After clearing the debris for more than 20 hours – with soldiers, police, medical teams, AFAD, the fire brigade and health teams all taking part in the effort – a hole was then drilled in the area where Ms Nakir was trapped Had happened After being carried to safety by volunteers, he was taken by ambulance to a hospital for medical treatment.

In all, Kopuk – who was brought by van to the city of Malatya more than 300 miles away – has so far helped rescue six people, four of whom were from the same building.

Mehmet Tatar was found in the ruins of an apartment block

(DHA)

Abdulalim Muaini, whose leg got stuck under the concrete, was extricated from Hatay late on Tuesday night after hours of struggle to free him. Mr. Muaini is of Syrian origin from Homs. an area that also felt the destructive power Earthquake Reuters reported that he had fled the Syrian civil war and married Esra, a Turkish woman. The couple had two daughters, Mahsen and Besira. When he was finally pulled from the wreckage, three bodies wrapped in blankets lay nearby. Esra, Mahsen, and Bezira were all dead.

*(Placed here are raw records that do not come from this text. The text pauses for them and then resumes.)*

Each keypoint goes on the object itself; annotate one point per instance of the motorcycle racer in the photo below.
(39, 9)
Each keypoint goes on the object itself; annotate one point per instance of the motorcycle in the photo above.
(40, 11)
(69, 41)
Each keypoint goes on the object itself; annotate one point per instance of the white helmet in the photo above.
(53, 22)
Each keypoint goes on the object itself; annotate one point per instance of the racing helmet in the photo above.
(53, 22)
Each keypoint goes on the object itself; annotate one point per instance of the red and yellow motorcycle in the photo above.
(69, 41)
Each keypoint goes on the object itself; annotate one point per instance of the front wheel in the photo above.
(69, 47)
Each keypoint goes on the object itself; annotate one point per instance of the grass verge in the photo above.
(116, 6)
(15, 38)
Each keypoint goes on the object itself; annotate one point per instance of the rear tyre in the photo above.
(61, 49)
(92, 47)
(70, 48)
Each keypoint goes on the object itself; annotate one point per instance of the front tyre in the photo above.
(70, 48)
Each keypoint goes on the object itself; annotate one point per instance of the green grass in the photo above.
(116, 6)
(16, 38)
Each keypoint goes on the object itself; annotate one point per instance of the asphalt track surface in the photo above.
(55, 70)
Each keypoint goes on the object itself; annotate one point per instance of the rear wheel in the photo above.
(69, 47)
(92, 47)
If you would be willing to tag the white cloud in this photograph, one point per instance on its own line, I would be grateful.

combined death toll in Turkey and Syria The death toll neared 20,000 on Thursday evening as rescue hopes faded as the 72-hour window passed. However, the search continues on Friday as well.

DFAD said the death toll in Turkey had risen to 17,134.

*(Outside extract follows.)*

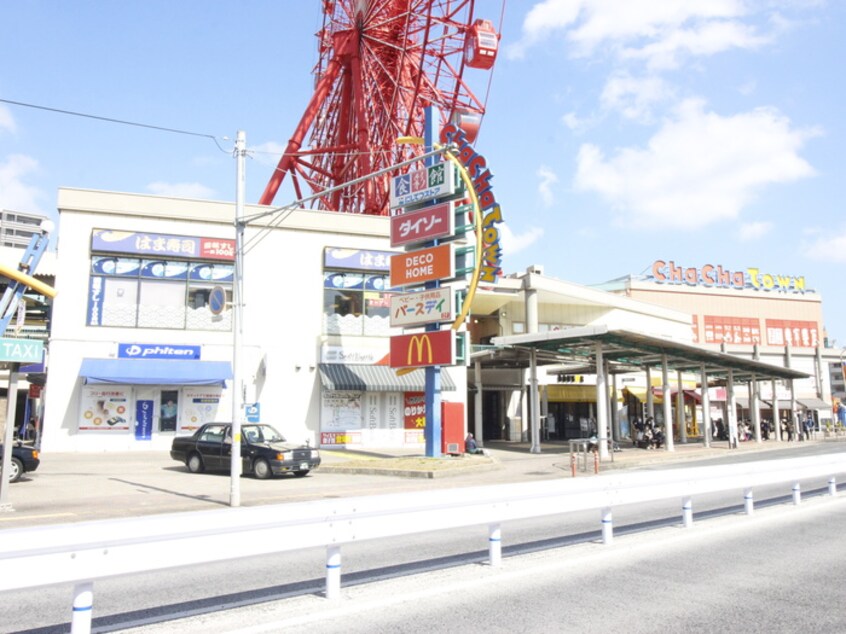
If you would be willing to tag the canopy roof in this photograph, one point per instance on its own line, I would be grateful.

Meral Nakir, 60, being rescued in Malatya, Turkey, 77 hours after the earthquake

(DHA)

In the devastated Syrian town of Jandaris, Ibrahim Khalil Menqueen walks the rubble-strewn streets clutching a folded white body bag. He said he had lost seven members of his family, including his wife and two brothers.

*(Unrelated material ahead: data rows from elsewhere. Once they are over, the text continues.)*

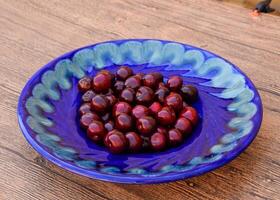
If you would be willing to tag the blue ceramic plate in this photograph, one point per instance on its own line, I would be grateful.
(229, 107)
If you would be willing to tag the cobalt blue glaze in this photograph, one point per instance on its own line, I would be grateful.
(229, 107)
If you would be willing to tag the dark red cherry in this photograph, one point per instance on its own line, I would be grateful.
(96, 131)
(175, 101)
(175, 137)
(161, 93)
(133, 82)
(123, 122)
(191, 114)
(123, 73)
(152, 80)
(189, 93)
(112, 99)
(144, 95)
(115, 141)
(84, 84)
(118, 87)
(166, 116)
(158, 141)
(135, 142)
(175, 83)
(109, 126)
(99, 103)
(183, 125)
(140, 111)
(121, 107)
(155, 108)
(127, 95)
(85, 108)
(87, 118)
(101, 82)
(146, 125)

“I’m holding this bag when they bring out my brother and my brother’s young son and his two wives, so we can pack them in the bag,” he told Reuters. “The situation is very bad. And there is no help.

Syria’s infrastructure has been ravaged by a long-running civil war, hampering relief efforts after the natural disaster. Several towns in the opposition-held northwest have faced years of bombardment from President Bashar al-Assad’s forces.

“There are a lot of people under the rubble, there is no heavy equipment to pull them out and the volunteers have not been able to work with light equipment,” Tausif Nahas, a resident of Salqeen in northwestern Syria, told Reuters.

The first UN aid truck to enter rebel-held territory since the earthquake arrived from Turkey on Thursday morning.

The devastation in the northwestern governorates of Hama, Latakia, Idlib, Aleppo and Tartus has affected 10.9 million people, said El-Mustafa Benlamlih, the senior UN assistance official in Syria.

UN Secretary-General Antonio Guterres pushed for more humanitarian access to northwest Syria, saying he would be “very happy” if the UN could use more than one border crossing to deliver aid.

The Syrian government views the delivery of aid from Turkey to rebel-held territory as a violation of its sovereignty.

Meanwhile, in Turkey, there have been many complaints about a lack of equipment and expertise to rescue people trapped in the ruins. The main street of the Turkish city of Antakya was also packed with traffic, as residents who had managed to find scarce gasoline sought to leave the disaster area and aid trucks made their way to the area.

Turkish officials say some 13.5 million people were affected in an area stretching some 280 miles from Adana in the west to Diyarbakır in the east. In Syria, people were killed as far south as Hama, more than 100 miles from the epicenter.